According to international media reports, as the continent reels from a record drought in the Horn of Africa and deadly violence in the Sahel region and the eastern Democratic Republic of the Congo, the two-day African Union (AU) meeting in Ethiopia will look to address these issues and accelerate a free-trade pact launched in 2020.
The African Continental Free Trade Agreement (AfCFTA) is billed as the biggest in the world in terms of population, gathering 54 of 55 African countries, with Eritrea the only holdout.
African nations currently trade only about 15 percent of their goods and services with each other, and the AfCFTA aims to boost that by 60 percent by 2034 with the elimination of almost all tariffs.
Most of the summit’s sessions will be held behind closed doors at AU headquarters in the Ethiopian capital.

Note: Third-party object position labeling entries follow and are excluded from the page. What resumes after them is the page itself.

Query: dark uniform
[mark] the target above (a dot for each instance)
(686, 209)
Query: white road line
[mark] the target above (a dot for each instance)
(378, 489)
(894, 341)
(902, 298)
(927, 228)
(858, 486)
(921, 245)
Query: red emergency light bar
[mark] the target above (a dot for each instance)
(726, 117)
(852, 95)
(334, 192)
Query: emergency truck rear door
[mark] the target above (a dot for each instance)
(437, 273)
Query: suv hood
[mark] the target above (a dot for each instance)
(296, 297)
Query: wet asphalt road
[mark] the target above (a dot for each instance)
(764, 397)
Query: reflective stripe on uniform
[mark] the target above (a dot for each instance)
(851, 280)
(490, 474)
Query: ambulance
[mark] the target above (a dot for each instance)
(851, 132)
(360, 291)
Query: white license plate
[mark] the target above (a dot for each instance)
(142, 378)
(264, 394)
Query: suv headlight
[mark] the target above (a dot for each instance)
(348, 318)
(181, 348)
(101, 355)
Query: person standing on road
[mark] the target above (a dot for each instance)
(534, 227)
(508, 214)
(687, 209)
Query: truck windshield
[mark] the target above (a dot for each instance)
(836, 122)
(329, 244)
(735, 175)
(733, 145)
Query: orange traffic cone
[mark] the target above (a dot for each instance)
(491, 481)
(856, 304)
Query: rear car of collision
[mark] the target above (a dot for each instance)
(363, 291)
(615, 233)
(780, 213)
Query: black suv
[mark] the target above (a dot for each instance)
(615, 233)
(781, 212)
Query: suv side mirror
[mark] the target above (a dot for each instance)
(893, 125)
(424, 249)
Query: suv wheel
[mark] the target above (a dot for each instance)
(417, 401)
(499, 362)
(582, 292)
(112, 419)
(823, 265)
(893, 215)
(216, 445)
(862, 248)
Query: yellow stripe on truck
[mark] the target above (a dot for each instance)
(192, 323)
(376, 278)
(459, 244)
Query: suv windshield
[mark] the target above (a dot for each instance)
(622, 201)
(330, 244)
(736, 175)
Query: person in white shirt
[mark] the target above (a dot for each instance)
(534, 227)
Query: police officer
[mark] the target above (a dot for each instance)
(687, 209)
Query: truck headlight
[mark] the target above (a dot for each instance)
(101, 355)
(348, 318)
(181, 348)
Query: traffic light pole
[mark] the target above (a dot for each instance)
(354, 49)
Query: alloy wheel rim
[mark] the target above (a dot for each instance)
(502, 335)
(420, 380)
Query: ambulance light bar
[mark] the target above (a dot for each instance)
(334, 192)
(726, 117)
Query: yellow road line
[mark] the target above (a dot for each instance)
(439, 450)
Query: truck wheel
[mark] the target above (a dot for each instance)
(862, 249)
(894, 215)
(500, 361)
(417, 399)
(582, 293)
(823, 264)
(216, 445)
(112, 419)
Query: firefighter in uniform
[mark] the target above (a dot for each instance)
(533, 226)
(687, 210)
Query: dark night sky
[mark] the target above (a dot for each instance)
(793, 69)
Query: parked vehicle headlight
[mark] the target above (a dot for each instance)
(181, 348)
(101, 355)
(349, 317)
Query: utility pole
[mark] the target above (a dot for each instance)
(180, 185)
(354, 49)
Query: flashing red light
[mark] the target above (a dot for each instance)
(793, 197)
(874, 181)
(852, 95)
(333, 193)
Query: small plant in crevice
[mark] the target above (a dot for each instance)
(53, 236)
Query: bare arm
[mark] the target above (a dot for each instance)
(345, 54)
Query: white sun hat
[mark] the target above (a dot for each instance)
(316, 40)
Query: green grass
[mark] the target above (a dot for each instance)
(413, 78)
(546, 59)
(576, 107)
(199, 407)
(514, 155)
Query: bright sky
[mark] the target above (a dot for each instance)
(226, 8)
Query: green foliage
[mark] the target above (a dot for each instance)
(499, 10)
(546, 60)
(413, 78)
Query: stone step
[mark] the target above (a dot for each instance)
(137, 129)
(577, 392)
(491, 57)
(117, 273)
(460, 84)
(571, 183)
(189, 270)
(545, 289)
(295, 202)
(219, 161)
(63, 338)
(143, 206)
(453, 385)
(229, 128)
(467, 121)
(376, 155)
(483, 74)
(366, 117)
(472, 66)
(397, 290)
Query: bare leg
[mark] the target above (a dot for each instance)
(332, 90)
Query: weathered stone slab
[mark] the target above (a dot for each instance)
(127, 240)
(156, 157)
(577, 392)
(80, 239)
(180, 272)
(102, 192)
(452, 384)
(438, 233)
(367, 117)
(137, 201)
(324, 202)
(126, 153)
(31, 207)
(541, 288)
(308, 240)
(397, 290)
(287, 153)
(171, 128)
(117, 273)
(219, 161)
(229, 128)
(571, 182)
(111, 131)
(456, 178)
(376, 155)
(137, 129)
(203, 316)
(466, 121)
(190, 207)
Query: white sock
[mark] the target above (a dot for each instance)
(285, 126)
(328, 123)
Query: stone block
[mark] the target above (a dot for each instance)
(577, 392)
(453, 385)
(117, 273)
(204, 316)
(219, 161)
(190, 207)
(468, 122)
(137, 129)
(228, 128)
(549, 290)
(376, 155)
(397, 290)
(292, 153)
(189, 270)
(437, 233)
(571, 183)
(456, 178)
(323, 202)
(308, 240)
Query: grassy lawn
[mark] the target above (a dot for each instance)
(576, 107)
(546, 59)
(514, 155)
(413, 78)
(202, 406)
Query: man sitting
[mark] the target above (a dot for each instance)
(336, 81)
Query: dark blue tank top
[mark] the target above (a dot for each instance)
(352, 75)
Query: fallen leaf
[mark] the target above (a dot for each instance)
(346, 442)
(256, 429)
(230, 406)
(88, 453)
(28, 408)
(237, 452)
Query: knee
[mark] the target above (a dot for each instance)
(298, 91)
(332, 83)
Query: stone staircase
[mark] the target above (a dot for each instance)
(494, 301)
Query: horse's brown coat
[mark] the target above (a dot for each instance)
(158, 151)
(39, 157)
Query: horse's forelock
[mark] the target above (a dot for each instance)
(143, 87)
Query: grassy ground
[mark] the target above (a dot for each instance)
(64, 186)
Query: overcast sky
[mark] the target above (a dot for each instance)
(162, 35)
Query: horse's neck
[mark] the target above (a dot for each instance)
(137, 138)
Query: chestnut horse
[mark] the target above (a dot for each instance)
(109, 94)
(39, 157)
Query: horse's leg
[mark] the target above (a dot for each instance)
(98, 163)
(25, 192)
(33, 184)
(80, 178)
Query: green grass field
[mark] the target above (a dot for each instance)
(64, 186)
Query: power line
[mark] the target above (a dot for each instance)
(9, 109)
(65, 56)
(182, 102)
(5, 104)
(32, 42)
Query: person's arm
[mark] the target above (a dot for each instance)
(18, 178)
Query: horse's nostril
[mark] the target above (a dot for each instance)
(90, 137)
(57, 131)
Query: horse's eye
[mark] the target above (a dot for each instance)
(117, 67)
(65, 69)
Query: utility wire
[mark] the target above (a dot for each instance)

A main focus of the summit will be on trying to achieve ceasefires in the Sahel and the eastern DRC where the M23 armed group has seized swaths of territory and sparked a diplomatic dispute between Kinshasa and Rwanda, which is accused of backing the rebels.
UN Secretary-General Antonio Guterres said that Africa needed “action for peace” to combat rising violence and promote democratic freedoms on the continent.
“I am deeply concerned about the recent rise in violence by armed groups in the eastern Democratic Republic of the Congo and the rise of terrorist groups in the Sahel and elsewhere,” Guterres said at the start of the summit.
At a mini-summit on Friday, leaders of the seven-nation East African Community called for all armed groups to withdraw from occupied areas in the eastern DRC by the end of next month.